I’ll have more on Dionysus soon, especially since Sir Campbell T says they are bringing in some very nice wine.

Previous wine weekend stories:
A grape-stomping time
One year for wine bar
Cabs, quizzes and sauerkraut
Reds, whites and you

Fall fun: Rock on at the Stone Boat

“Comrades, this is likely to be our last full weekend of tunes this year,” says the Stone Boat in its most recent invite. Yikes – we are in that part of year, I suppose. Here’s the musical lineup:

Thursday, 9 PM – Michael Hussmann

“French whippersnapper belts out the cabaret classiques from Jacques Brel and company.” (I saw him at Le Baie des Anges last Saturday night - don’t leave your wine glass unattended around this guy.)

Friday, 9:30 PM – Hanggai

“Mongol roots mavens return from a summer sojurn to strum and khoomei (throat-sing). Look out for a cameo from a special visitor.” (Cameo? Did they mean “camel“?)

Saturday – Cancao da Felicidade

“Guitarist/vocalist Geraldo Lucio (Brasil) and percussionist Jimmy Biala (San Fran) are the most electrifying new show in town. The jocular Lucio relocated from Japan this year, while straight-man Biala from San Francisco via Taipei. Here the two renowned musicians have combined to form a skillful duet who do Brazilian style jazz and bossa as well as Lucio’s original compositions.” (First San Francisco loses Biala and now they’re losing Barry Bonds, who’s next?)
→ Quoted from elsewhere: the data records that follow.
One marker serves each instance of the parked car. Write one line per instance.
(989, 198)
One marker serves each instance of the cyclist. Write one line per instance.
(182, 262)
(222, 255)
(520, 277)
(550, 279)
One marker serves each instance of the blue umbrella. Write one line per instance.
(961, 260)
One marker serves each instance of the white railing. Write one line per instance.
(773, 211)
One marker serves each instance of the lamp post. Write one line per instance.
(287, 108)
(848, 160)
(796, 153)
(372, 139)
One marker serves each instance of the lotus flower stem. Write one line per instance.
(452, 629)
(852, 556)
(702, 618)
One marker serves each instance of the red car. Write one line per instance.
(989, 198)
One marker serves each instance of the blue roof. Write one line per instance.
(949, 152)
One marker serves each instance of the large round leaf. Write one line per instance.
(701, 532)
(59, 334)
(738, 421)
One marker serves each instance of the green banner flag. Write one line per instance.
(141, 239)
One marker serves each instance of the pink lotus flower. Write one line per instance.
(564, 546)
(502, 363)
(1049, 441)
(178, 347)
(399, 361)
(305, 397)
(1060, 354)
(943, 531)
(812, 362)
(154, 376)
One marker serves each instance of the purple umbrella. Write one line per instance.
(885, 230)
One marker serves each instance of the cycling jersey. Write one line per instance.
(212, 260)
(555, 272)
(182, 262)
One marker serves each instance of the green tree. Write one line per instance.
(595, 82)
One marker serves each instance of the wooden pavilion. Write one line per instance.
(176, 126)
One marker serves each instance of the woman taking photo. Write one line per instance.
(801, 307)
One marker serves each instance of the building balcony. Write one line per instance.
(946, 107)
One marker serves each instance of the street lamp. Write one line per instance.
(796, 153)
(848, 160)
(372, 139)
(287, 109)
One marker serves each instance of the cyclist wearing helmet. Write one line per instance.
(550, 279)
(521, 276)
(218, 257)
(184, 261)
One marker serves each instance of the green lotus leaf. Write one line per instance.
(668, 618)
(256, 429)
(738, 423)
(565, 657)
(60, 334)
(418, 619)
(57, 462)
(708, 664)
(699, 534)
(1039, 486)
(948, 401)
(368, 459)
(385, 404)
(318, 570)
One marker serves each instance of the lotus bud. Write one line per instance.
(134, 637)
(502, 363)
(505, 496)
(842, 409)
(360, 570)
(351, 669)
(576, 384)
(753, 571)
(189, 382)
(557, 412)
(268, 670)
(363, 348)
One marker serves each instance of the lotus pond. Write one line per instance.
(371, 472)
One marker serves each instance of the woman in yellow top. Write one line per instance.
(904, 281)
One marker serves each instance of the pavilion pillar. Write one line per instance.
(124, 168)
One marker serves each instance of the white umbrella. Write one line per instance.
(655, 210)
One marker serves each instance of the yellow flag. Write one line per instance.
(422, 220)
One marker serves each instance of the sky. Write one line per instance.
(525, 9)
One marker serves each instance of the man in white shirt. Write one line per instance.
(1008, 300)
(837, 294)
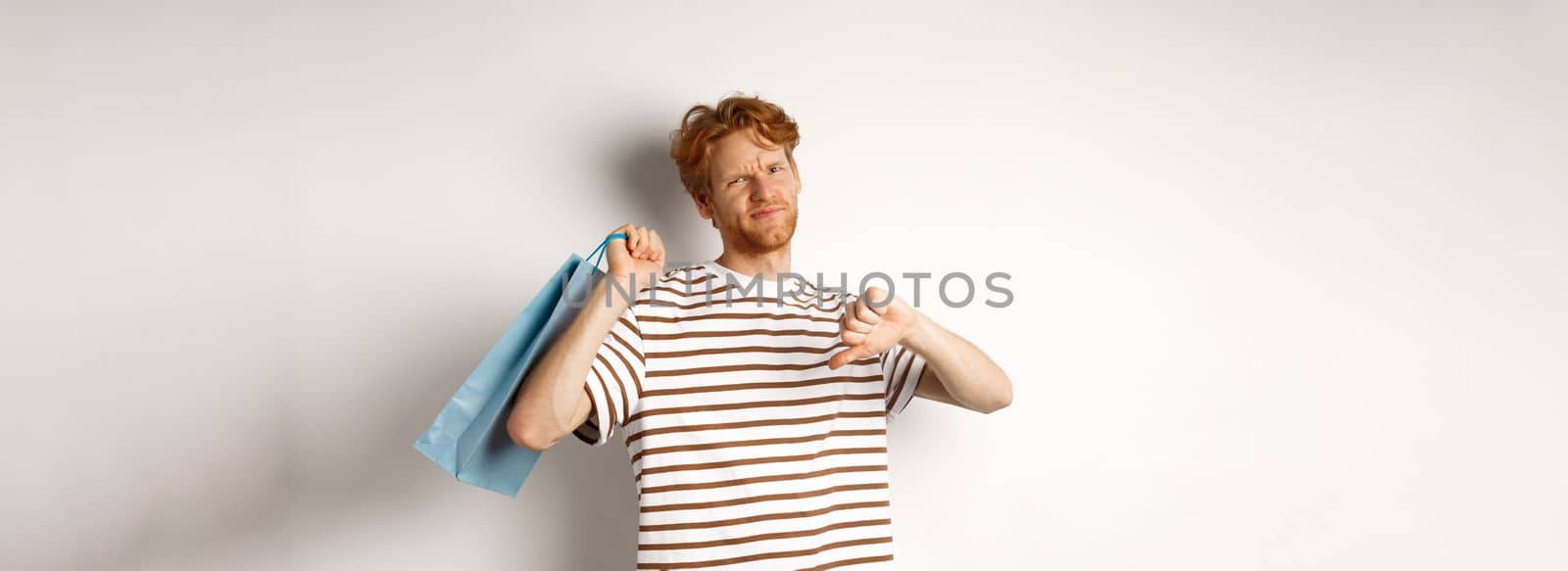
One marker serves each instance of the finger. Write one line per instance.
(855, 325)
(878, 300)
(659, 245)
(866, 312)
(846, 357)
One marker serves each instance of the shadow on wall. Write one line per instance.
(344, 502)
(653, 190)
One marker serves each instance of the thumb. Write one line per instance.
(846, 357)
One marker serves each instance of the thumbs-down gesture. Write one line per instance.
(872, 323)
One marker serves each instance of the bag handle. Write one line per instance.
(601, 250)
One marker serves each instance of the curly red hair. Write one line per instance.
(692, 145)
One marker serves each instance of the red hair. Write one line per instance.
(692, 145)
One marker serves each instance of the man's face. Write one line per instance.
(753, 193)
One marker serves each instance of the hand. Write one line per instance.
(642, 253)
(872, 325)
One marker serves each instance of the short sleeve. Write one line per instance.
(615, 380)
(901, 369)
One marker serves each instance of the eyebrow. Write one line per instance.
(733, 176)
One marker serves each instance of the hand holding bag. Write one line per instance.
(469, 437)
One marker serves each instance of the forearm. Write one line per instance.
(551, 394)
(971, 378)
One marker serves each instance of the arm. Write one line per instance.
(956, 372)
(551, 402)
Wine Weekend IV: A grape-stomping time

I owed myself a weekend of fun for ages and cashed in Friday, Saturday and Sunday by attending five wine events. Here’s number four:

We be jammin’

A winery-touring, grape-stomping, bottle-uncorking day lay ahead as ten of us boarded a bus in Guomao on Sunday morning and headed to Chateau Bolongbao, outside the city, for a harvest festival. Just over an hour later we disembarked and walked past row upon row of grape-heavy vines as we headed toward the well-kept facilities, set amid the mountains. The stroll alone justified the trip out of typically smoggy Beijing.

The festival kicked off with (a thankfully short) firecracker display followed by a dozen attendees - including several from our group – climbing into a vat of grapes and learning what it felt like to have fruit squish between their toes. We then headed inside to see how the grapes are processed and to view the winery’s equipment, before getting to the important part – trying some Bolongbao wine.
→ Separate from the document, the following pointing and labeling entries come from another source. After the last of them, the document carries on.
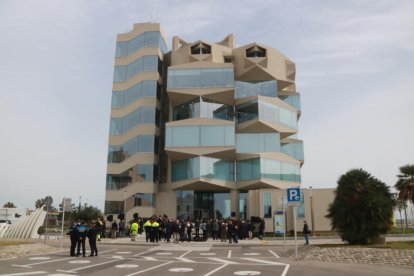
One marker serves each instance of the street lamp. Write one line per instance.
(312, 215)
(125, 196)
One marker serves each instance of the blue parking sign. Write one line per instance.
(294, 195)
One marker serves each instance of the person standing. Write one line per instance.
(261, 229)
(92, 233)
(114, 229)
(306, 232)
(134, 230)
(73, 239)
(82, 230)
(99, 227)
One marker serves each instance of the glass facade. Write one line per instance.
(138, 173)
(144, 200)
(294, 149)
(257, 168)
(262, 88)
(141, 143)
(200, 77)
(201, 107)
(141, 116)
(126, 72)
(200, 136)
(267, 112)
(147, 39)
(146, 88)
(114, 207)
(202, 167)
(257, 142)
(203, 204)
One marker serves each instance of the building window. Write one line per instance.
(201, 49)
(256, 51)
(144, 200)
(267, 204)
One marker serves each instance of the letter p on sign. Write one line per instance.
(294, 195)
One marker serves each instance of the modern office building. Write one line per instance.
(206, 130)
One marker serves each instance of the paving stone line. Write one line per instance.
(355, 255)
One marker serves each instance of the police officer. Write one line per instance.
(92, 233)
(82, 230)
(73, 239)
(134, 230)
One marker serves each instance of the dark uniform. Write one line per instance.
(82, 231)
(73, 239)
(92, 233)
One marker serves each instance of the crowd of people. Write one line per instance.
(78, 234)
(162, 228)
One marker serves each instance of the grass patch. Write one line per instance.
(409, 245)
(6, 242)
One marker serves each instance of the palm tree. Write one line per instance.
(362, 208)
(405, 183)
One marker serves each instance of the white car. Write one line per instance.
(5, 222)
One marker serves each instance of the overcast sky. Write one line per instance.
(355, 73)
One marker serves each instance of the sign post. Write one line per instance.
(293, 195)
(66, 204)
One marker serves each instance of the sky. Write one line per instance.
(354, 69)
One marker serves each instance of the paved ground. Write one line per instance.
(121, 257)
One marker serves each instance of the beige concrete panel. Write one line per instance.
(265, 184)
(203, 184)
(223, 95)
(144, 101)
(261, 126)
(137, 187)
(143, 211)
(201, 64)
(138, 158)
(199, 121)
(268, 155)
(166, 204)
(272, 100)
(147, 51)
(278, 65)
(140, 28)
(140, 130)
(144, 75)
(175, 154)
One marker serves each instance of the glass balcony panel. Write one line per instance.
(121, 49)
(293, 100)
(202, 167)
(120, 73)
(186, 136)
(133, 93)
(294, 149)
(247, 111)
(212, 136)
(268, 112)
(117, 99)
(149, 88)
(263, 142)
(115, 126)
(136, 43)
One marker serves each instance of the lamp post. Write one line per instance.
(125, 196)
(312, 215)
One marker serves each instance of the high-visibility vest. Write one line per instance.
(134, 228)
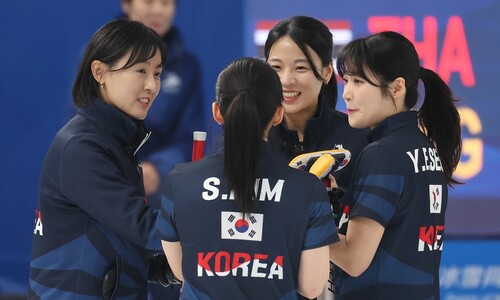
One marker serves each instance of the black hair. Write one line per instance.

This day’s menu featured the 2005 blend of Cabernet Franc, Cabernet Sauvignon and Merlot, which I thought had a bit of woodiness on the nose, but was more balanced and fruity than the 2004. The accompanying food was an eccentric mix of peanut butter and ham sandwiches, chocolate cookies, cucumbers and bean paste, and cherry tomato - this was wine tasting Chinese-style!

A few notes about Chateau Bolongbao:
- Re the 2005 vintage, besides the blend we tried, the winery is releasing a Cabernet Sauvignon, a Merlot and a Cabernet Franc. Some Syrah was bottled, but is being used only for testing purposes and media tastings.
- The wine is available in the VIP lounges of three Chinese airlines, in duty free shops, and in about a dozen Parisian restaurants, but in only one public restaurant in Beijing. I asked Tony Chenof Bolongbao why and he said it was because restaurants were asking for an “opening fee” of 10 to 20 kuai per bottle and the winery was against this practice. He noted that Bolongbao wines may soon be available in Metro.
- Chateau Bolongbao plans to experiment with numerous whites, including Semillon, Chardonnay and Viognier.
- The leader of the tour, conducted in Mandarin, had an eager audience as people seemed highly interested in learning about wine.
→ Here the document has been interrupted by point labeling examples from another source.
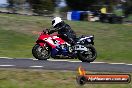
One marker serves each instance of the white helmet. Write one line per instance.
(56, 21)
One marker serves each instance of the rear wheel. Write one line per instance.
(88, 56)
(41, 53)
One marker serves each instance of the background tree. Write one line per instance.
(42, 6)
(91, 4)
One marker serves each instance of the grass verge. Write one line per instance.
(112, 41)
(13, 78)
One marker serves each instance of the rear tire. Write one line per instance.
(41, 53)
(88, 56)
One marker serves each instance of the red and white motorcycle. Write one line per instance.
(54, 46)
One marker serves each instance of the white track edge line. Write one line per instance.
(6, 65)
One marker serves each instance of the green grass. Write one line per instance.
(46, 79)
(112, 41)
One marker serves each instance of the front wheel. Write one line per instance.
(88, 56)
(41, 53)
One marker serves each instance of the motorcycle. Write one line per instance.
(55, 46)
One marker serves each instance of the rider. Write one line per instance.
(64, 30)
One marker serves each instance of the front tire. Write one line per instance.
(41, 53)
(88, 56)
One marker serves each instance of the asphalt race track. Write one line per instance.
(64, 65)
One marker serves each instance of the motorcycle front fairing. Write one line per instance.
(86, 40)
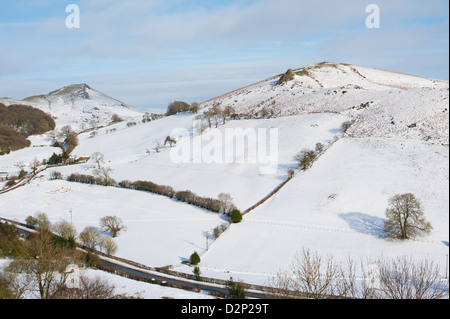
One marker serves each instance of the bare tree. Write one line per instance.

Thanks to Tony for his hard work, including securing transportation for our group, and to the folks at Bolongbao for creating a fun itinerary. I bought two bottles of the 2005 blend and will be entering them in one of my upcoming blind tastings.

More vines than you can shake a bottle at…

Note: Thanks to Sparkle P Productions for the photos.

Closing time for 5:19

Sad news for 5:19 Bar & Grill fans - the landlord is selling the building and thus the gig appears to be up. Catch a last drink at the bar’s 24-hour goodbye party,  this Saturday at 12 PM to Sunday at 12 PM. Actually, given the length of that party, there will be time for a few last drinks.